Scientists were even able to use the new information to develop a genetic risk score based on how many of the 11 variations a person had. They found that people with more of the genetic risk factors were substantially more likely to be alcoholics.
While these genes do not mean that someone is bound to become an alcoholic, their presence should raise alarm bells. "Genes are not destiny, but knowing your genetic risk profile can empower you to make smart lifestyle choices," said study co-author Dr. Alexander Niculescu III, an associate professor of psychiatry and medical neuroscience at Indiana University School of Medicine.

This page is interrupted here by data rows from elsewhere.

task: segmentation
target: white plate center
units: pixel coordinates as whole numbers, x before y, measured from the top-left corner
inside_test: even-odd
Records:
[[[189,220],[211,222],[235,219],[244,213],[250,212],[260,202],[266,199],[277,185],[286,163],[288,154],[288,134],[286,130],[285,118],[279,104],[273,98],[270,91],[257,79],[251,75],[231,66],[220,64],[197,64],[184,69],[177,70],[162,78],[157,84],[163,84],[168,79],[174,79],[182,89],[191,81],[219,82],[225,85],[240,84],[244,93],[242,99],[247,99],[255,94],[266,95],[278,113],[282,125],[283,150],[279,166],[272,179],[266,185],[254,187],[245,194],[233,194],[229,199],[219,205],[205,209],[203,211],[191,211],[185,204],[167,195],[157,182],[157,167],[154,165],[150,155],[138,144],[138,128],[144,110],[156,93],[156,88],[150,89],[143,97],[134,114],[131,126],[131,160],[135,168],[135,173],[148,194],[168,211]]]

He said that one day children may be able to take a test to check for their genetic likelihood of developing alcohol addiction. Those with higher risk genetics would be able to avoid alcohol or at least understand the true risk of their drinking habits.
It is important to remember that even someone with all 11 genetic variations is not guaranteed to become an alcoholic if they drink. The US national Institute on Alcohol Abuse and Alcoholism believes that genetics only plays a 50% role in alcohol addiction. The other 50% of the risk comes from a person’s environment. A good example involves parents drinking habits. Children are more likely to drink if they see their parents regularly engaging in the activity.
Currently the research is still in its initial stages. It will take a lot more work before scientists fully understand how the genetic variations actually affect alcohol addiction. Only then will they be able to test for such things.
The researchers say their next move will be to use what they have learned to develop new drugs to help fight alcohol abuse.